Hace un tiempo, vi una nota de Catriel Ciavarella donde hablaba sobre la pasión. Remarcaba la importancia de apasionarse con cosas donde uno puede poner el cuerpo. En un mundo donde no hay contenidos, no hay recuerdos, todo es efímero, recordar charlas, momentos con personas queridas, con cosas palpables, parece urgente. Pasar un rato con una pasión que tengas, aunque esta sea correr dos horas al día y no haya tanta gente que la entienda, es un privilegio, y una forma de conexión real.

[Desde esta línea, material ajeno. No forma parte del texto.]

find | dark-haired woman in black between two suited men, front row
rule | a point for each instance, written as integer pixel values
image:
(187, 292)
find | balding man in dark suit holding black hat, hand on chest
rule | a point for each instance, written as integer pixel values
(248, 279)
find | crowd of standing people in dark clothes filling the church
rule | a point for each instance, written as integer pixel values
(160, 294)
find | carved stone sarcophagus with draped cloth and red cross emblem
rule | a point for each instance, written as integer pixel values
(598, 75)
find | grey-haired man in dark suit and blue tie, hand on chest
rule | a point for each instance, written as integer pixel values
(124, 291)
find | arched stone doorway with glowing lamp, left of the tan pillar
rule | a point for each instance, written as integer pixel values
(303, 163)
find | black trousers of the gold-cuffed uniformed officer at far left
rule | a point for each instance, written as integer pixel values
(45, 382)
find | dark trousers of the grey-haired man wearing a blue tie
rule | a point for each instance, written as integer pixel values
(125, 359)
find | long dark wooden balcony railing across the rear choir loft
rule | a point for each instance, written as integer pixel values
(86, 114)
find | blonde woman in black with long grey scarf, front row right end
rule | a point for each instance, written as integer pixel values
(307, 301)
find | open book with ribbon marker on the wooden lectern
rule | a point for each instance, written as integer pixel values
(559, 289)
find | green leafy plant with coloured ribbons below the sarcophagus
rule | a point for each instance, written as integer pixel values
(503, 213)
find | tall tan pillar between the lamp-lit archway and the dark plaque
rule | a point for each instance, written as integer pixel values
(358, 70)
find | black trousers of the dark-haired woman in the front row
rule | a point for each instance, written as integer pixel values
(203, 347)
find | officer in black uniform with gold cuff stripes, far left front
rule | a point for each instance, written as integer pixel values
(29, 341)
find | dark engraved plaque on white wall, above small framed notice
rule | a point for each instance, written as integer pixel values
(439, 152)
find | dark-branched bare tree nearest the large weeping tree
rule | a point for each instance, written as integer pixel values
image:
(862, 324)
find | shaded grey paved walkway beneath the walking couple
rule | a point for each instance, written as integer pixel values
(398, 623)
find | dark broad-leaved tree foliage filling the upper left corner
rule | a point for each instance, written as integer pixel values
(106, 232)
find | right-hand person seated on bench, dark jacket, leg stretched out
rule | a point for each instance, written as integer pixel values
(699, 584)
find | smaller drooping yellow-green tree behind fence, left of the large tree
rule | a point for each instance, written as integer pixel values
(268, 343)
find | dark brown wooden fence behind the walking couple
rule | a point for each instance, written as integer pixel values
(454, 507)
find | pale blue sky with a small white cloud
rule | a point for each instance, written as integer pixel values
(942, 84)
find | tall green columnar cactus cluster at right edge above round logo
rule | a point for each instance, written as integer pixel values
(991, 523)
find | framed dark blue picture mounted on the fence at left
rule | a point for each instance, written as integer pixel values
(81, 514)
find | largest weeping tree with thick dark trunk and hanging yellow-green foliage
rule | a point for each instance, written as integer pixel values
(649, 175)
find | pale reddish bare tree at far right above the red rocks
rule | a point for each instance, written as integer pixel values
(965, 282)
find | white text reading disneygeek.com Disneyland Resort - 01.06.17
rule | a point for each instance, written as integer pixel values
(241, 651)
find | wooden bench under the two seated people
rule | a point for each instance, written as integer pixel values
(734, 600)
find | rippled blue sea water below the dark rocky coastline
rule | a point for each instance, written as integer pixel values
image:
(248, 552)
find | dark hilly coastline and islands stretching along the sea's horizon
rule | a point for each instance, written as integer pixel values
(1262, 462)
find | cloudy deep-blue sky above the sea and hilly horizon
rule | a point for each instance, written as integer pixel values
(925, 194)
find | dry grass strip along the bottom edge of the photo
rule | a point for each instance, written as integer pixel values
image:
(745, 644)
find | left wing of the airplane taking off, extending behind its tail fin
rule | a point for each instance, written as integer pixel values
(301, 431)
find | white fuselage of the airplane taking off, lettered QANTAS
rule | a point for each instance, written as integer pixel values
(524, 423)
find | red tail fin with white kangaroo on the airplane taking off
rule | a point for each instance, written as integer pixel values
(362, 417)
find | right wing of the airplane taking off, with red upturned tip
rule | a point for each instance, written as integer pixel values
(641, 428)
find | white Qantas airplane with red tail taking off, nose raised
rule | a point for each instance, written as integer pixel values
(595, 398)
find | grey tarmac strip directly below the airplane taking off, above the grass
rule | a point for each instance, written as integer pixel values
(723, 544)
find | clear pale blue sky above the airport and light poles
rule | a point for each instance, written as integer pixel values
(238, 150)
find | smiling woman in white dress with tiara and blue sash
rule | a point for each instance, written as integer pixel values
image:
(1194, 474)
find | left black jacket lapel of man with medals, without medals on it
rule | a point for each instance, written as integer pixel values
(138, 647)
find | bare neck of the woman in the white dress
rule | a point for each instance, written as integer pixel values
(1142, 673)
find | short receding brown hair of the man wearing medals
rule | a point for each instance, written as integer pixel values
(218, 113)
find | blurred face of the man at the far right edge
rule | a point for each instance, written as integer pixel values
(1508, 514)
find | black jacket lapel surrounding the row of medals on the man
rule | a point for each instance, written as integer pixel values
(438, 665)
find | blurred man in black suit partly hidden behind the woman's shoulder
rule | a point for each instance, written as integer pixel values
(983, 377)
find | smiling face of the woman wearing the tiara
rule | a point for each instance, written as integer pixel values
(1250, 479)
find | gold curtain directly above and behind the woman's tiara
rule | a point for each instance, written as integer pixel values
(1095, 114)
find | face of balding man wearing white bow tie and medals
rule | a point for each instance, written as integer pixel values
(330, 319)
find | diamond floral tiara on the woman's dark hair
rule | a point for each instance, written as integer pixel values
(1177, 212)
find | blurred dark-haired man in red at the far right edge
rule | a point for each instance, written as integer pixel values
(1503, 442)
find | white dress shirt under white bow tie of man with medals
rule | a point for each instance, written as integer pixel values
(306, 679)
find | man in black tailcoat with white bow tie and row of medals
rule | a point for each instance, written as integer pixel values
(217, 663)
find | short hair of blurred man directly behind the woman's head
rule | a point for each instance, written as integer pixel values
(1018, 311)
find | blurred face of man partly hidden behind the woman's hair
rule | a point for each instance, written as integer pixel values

Anoche vi a un apasionado de los cuentos y de relatar historias cantadas. Santiago Moraes se presentó en Sociedad Urbana Villa Dolores con su espontaneidad, guitarra y armónica. Entre Rock, Blues, Milongas en tono mayor y algo de candombe, con discos que duran lo que dura un cassette, y acompañado de Nacho Echeverría, Patuco López, Fede Anastasiadis y Ale Schmidt nos llevó por Shangrilá, Buenos Aires, el río azul, verde o gris, el agua de mar, la puerta de un bar, y nuestro querido Montevideo.
Con canciones que denotan gusto por la literatura, que narran una historia, un cuento. Su música parece llegarle de una manera especial, letras que tienen mucho de hogar, infancia, lugares, vinculado a historias protagonizadas muchas veces por niños, pero sobre todo por las personas que pasaron por su vida; Mario, Agustina, Ramona, Joaco, Carmen o su prima Mayra.
Entre sus crónicas urbanas, su lenguaje de bodegón, y obviamente la suciedad callejera, llegan sus botas, encontradas a buen tiempo, en un mal momento, curadas para andar caminos nuevos. Sabiendo que el sol no se tapa con un dedo sucio, Santiago sigue persiguiendo mimos y regalando maneras de conectarnos que bajan de la mano al corazón.